At present she has a number of funded grants and projects and works with a number of media advocacy groups in Los Angeles who influence entertainment media production linked to health depictions. Current NIH funded research includes a project to influence adolescent health behavior using social media websites in California. http://www.t2x.me/. An NIH Fogarty behavioral science grant with partners in Senegal West Africa is being used to develop survey research measures to assess adolescents use of internet and digital technology linked to health. She also works as a project lead on for the UCLA Center for Population Health and Health Disparities (CPHHD) on a community based intervention to change access to healthy foods in East Los Angeles. She also has funded projects in Public Health Systems Research for Disaster Preparedness and Response (CDC).
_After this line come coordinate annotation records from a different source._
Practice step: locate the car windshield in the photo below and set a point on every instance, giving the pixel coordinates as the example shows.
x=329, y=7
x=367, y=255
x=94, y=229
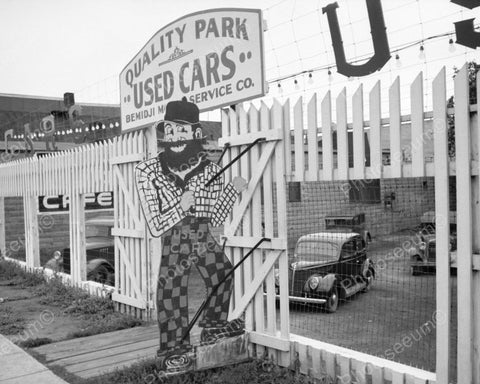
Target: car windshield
x=316, y=252
x=339, y=223
x=431, y=250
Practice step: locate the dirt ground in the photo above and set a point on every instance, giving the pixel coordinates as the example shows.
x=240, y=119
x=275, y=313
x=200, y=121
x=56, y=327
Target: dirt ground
x=394, y=320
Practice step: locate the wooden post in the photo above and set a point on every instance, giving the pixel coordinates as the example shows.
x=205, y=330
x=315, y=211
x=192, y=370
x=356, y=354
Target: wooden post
x=32, y=243
x=442, y=231
x=2, y=226
x=78, y=257
x=476, y=245
x=464, y=229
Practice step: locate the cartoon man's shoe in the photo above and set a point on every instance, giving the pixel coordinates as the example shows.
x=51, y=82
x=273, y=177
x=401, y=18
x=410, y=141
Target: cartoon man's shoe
x=177, y=360
x=214, y=334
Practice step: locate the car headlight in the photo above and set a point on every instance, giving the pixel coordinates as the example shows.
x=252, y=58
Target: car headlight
x=313, y=282
x=57, y=255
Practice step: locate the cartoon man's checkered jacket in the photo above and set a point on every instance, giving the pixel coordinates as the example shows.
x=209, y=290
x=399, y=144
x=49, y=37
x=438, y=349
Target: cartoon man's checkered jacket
x=160, y=193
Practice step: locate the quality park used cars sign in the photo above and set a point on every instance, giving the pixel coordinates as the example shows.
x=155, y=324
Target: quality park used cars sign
x=214, y=58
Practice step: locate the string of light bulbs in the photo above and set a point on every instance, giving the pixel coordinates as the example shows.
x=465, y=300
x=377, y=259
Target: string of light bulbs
x=395, y=52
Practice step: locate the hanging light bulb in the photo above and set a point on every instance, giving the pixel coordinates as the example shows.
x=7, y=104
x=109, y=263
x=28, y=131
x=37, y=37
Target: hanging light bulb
x=421, y=55
x=398, y=62
x=451, y=46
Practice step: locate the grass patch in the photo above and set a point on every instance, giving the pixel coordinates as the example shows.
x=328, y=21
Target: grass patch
x=111, y=322
x=253, y=372
x=98, y=314
x=10, y=322
x=18, y=275
x=35, y=342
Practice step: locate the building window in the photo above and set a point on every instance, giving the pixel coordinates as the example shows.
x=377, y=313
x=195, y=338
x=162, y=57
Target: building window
x=294, y=192
x=365, y=191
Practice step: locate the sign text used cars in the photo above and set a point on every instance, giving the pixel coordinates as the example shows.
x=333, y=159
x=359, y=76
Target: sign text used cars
x=213, y=58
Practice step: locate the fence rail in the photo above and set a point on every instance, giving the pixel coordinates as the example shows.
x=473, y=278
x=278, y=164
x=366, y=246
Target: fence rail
x=308, y=141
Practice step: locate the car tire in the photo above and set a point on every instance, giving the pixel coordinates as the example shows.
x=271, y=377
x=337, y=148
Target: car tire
x=370, y=276
x=415, y=271
x=102, y=274
x=332, y=301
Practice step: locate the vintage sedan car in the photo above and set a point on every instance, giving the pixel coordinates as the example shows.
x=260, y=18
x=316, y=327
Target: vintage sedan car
x=348, y=223
x=328, y=267
x=423, y=254
x=100, y=251
x=427, y=223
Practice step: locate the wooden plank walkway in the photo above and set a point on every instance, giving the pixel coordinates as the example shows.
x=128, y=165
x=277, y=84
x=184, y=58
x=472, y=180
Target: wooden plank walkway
x=95, y=355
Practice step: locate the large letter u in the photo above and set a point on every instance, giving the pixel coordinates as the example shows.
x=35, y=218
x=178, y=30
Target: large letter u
x=379, y=37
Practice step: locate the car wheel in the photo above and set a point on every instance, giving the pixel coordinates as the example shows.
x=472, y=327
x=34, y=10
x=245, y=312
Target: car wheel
x=332, y=301
x=102, y=274
x=369, y=277
x=415, y=271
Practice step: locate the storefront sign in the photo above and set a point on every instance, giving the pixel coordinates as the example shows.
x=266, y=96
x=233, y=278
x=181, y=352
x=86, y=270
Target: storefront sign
x=213, y=58
x=60, y=203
She and colleagues are engaged in an effort to recruit Los Angeles based entertainment writers, directors and producers to provide technical assistance to improve the production quality of a new French West African television serial drama that addresses health care issues http://www.ongraes.org/c-est-la-vie-uk.html. She often takes leadership roles in professional organizations and faculty governance at UCLA, serves on NIH study sections, advisory boards and reviews for academic journals.
In her teaching and advising role Dr. Glik stresses the acquisition of practical, conceptual and analytic skills in health promotion, health communication and applied public health intervention research, so that research is focused on 'best practices', and interventions are 'evidence based'.